The conventional nnU-Net demonstrated strong performance in vascular structure segmentation, achieving DSC values of 0.85 [0.81, 0.89] for portal vein and 0.83 [0.78, 0.88] for hepatic veins. The ResEnc nnU-Net exhibited reduced vascular precision (portal vein DSC: 0.76 [0.70, 0.81] vs. 0.83 [0.79, 0.86] internal), while Swin UNETR showed significant performance drops (hepatic vein DSC: 0.51 [0.44, 0.58] vs. 0.65 [0.61, 0.70] internal), indicating transformer architectures’ sensitivity to scanner-specific features.
Lesion segmentation performance varied notably across the three models. The conventional nnU-Net achieved the highest DSC (0.55 [0.43, 0.67]) and demonstrated strong precision (PPV: 0.93 [0.88, 0.98]). The lesion-wise true positive rate (LTPR) of 0.94 [0.87, 1.01] suggests that nearly all lesions were detected despite scanner differences, although the volume difference (VD) was higher than in the internal dataset. In contrast, the Swin UNETR showed lower performance (DSC: 0.25 [0.14, 0.36]) accompanied by a higher lesion-wise false positive rate (LFPR: 0.76 [0.67, 0.85]), indicating an increased rate of spurious detections.

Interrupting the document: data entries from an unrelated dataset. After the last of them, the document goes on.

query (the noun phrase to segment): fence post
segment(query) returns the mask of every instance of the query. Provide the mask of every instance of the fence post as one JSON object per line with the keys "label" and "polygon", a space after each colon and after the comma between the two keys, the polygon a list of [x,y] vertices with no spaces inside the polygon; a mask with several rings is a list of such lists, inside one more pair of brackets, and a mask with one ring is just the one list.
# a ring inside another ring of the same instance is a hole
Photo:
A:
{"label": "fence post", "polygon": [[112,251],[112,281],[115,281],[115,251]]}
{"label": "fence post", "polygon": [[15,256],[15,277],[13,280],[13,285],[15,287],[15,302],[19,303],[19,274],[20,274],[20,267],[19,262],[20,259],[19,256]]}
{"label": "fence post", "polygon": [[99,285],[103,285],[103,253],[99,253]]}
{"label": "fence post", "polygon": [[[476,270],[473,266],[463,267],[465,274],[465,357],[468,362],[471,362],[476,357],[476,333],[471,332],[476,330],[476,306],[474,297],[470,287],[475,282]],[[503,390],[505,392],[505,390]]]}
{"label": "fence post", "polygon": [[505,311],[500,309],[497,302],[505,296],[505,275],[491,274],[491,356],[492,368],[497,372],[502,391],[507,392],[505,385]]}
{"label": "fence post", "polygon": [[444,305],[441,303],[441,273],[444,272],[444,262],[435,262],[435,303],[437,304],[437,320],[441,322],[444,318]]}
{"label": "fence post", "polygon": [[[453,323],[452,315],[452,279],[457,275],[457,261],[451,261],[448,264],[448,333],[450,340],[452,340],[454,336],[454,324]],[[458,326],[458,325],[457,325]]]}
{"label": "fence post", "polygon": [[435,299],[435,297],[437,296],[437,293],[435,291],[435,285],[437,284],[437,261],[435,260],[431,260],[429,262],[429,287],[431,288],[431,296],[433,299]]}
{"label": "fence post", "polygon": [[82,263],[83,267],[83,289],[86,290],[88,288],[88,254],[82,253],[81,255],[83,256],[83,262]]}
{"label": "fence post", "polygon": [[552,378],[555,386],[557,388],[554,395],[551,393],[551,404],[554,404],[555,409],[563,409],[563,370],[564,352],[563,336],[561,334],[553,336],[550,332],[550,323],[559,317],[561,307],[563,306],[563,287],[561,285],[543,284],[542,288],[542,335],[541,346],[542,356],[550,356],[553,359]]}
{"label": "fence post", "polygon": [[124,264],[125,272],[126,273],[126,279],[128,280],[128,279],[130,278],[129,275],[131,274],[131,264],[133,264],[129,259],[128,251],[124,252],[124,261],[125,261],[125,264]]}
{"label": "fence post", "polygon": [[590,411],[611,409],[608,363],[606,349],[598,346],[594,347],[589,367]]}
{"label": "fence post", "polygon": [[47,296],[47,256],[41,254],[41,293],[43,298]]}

Ascites segmentation proved challenging for all models when applied to the external validation dataset, with negligible DSC values. This may be attributed to the different contrast and intensity characteristics of ascitic fluid in 1.5T versus 3T scanners, as well as potential differences in sequence parameters that affect fluid visibility and shows where model generalization limits lie.
The aortic segmentation remained robust across scanner types, with the conventional nnU-Net achieving the best performance for both abdominal (DSC: 0.98 [0.98, 0.99]) and thoracic aorta (DSC: 0.97 [0.96, 0.99]), outperforming both ResEnc nnU-Net and Swin UNETR.
These findings highlight the importance of model selection when deploying across heterogeneous scanner environments in clinical settings. The conventional nnU-Net architecture demonstrated superior generalizability in this comparison, maintaining consistent performance levels comparable to those observed in the internal validation, for most structures.